Entrevista | María José González Luis Matrona-Sexóloga del Servicio Canario de la Calud

María José González: «Hemos dejado a la gente joven abandonada con un móvil»

"La sexualidad se sigue viendo en clave de peligro y también debe ser algo a cultivar para ser felices", afirma la matrona y sexóloga del Servicio Canario de Salud

María José González, matrona-sexóloga del Servicio Canario de la Salud. | | ANDRÉS GUTIÉRREZ

María José González, matrona-sexóloga del Servicio Canario de la Salud. | | ANDRÉS GUTIÉRREZ / Verónica Pavés

Verónica Pavés

Verónica Pavés

María José González es matrona y sexóloga del Servicio Canario de la Salud (SCS). Tras ver varios casos en su consulta, considera que la explosión de las infecciones de transmisión sexual tiene que ver con la pérdida del miedo al contagio y una falta flagrante de educación sexual. 

¿Cuál es el papel de una matrona-sexóloga dentro de los servicios sanitarios?

Las matronas somos el perfil sanitario en Atención Primaria que más trabaja con la salud sexual de las personas.
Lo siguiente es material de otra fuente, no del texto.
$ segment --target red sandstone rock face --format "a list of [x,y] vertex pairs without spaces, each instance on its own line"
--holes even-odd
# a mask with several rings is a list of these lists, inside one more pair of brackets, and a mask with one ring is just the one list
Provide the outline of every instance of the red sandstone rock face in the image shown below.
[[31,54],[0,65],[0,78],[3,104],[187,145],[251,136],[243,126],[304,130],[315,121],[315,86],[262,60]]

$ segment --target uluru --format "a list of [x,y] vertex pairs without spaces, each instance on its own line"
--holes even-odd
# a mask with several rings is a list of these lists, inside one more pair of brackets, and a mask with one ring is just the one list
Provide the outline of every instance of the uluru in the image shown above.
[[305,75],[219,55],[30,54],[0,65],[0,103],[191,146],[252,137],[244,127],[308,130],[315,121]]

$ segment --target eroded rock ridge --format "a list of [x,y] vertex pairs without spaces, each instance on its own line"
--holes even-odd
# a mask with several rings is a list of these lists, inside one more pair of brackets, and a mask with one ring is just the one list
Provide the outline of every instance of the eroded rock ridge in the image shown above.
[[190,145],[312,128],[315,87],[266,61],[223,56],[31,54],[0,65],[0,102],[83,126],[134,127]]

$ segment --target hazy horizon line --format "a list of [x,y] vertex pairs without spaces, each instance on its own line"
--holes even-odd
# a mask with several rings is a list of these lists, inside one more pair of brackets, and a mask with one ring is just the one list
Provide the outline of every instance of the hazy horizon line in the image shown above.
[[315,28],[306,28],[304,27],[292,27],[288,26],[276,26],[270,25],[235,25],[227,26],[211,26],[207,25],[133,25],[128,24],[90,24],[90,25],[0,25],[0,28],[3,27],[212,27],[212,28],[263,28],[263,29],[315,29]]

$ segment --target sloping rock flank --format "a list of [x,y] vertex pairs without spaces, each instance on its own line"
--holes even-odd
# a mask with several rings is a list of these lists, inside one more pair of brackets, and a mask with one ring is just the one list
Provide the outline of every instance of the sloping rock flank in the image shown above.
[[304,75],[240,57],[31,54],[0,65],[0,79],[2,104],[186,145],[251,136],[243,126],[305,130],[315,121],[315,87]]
Mi papel hasta ahora ha sido conocer la salud sexual y reproductiva de las mujeres y de su familia, la intervención con jóvenes para la prevención de las infecciones de transmisión sexual (ITS) y la educación sexual para una sexualidad sana y satisfactoria. Como sexóloga también trabajo en la atención a la salud de las personas con dificultades sexuales, independientemente del sexo, y de toda la atención de la salud sexual de las personas del colectivo LGTBIQA+, que estaban en una especie de limbo. Por ejemplo, en cuanto a la prevención del cáncer de cervix en los varones trans o en relación a la prevención del cáncer de mama en las mujeres trans. También intervengo en las aulas, impartiendo educación sexual para jóvenes y adolescentes.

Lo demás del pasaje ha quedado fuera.